Der Feind zieht sich hinter die Düna zurück. Eine große Anzahl Officiere vom Generalstabe und Staffetten fallen mit jedem Augenblicke in unsere Hände. Wir erhalten den Beweis davon, wie seht alles dasjenige übertrieben war, was Rußland über das Ungeheuere seiner Hülfsmittel publicirt hat. Nur 2 Bataillons von jedem Regiment sind bey der Armee, die 3ten Bataillons, von denen viele listen in der Correspondenz der Officiere in den Depots mit den Regimentern aufgefangen wurden, belaufen sich meistentheils nur auf 120 bis 200 Mann.
Der Hof ist 24 Stunden nachher von Wilna abgereist, als er unsern Uebergang bey Kowno erfuhr. Samogitien und Lithauen sind beynahe gänzlich befreyt. Die Concentrirung Bagrations [xxxx] gegen Norden hat die Truppen, welche Volhynien vertheidigen sollen, sehr geschwächt.
Der König von Westphalen wird mit dem Corps des Fürsten Poniatowsky und dem 7ten und 8ten Armeecorps am 29sten Grodno eingerückt seyn.
Verschiedene Colonnen haben sich in Bewegung gesetzt, um dem Corps des Bagration in die Flanke zu fallen, welcher am 20sten die Ordre erhalten hat, sich mit forcirten Märschen von Prujanui nach Wilna zu begeben und dessen Vortrab schon 4 Tagmärsche von Wilna angekommen war. Die vorgefallenen Ereignisse zwangen ihn aber zurückzumarschiren und gegenwärtig wird er verfolgt.
Bis jetzt floß auf dem Schlachtfelde nicht viel Blut; das Ganze bestand nur aus Manövers, wir haben in alle, ungefähr 1000 Gefangene gemacht. Der Feind hat aber schon die Hauptstadt und den größten Theil seiner polnischen Provinzen verloren, welche im Aufstande begriffen sind. Alle Magazine der 1sten, 2ten und 3ten Linie, das Resultat einer 2jährige Sorgfalt und im Werthe von mehr als 20 Mill., sind theils durch die Flammen verzehrt, theils in unsere Hände gefallen. Das französische Hauptquartier befindet sich dermalen an demjenigen Orte, an welchem sich der russische Hof vorher 6 Wochen aufgehalten hat.

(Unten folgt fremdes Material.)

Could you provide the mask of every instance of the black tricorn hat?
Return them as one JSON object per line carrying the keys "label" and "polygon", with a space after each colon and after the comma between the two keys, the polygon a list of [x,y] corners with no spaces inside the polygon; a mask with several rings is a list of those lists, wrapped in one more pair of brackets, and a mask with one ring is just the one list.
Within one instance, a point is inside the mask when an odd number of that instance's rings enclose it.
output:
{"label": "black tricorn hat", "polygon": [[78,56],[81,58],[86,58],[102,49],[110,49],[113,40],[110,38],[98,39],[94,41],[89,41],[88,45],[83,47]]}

Unter der großen Anzahl der aufgefangenen Briefe bemerkt man folgende zwey: einen von dem Intendant der russischen Armee, aus welchem man ersieht "daß Rußland, nachdem er schon in der 1sten, 2ten und 3ten Linie seine Magazine verloren hat, sich in die Nothwendigkeit versetzt sieht, in aller eile neue Magazine zu errichten. Der andere Brief ist von dem Herzoge Alexander von Würtemberg; man sieht daraus, daß nach dem kaum eröffneten Feldzuge die im Mittelpuncte liegenden Provinzen schon in Kriegszustand erklärt worden sind.
Sollte bey der gegenwärtigen Lage der Dinge die russische Armee glauben, das Glück des Kampfes versuchen zu können, so vertrat Wilnas Vertheidigung allein schon die Stelle einer förmlichen Schlacht, und in jedem andern Lande, vorzüglich aber in demjenigen, worin wir und dermalen befinden, würde die Erhaltung einer dreyfachen Linie von Magazinen jeden General bestimmt haben, es auf das Glück ankommen zu lassen.
So hat sich nun die franz. Armee lediglich durch das Mittel von Manövers in den Besitz eines großen Theils der polnischen Provinzen, der Hauptstadt und dreyer Linien von Magazinen gesetzt. Die Magazine zu Wilna wurden mit so vieler Uebereilung in Brand gesteckt, daß man noch sehr vieles retten konnte.
Quellen.[]
- ↑ Leipziger Zeitung Nr. 143. Donnerstags den 23. July 1812.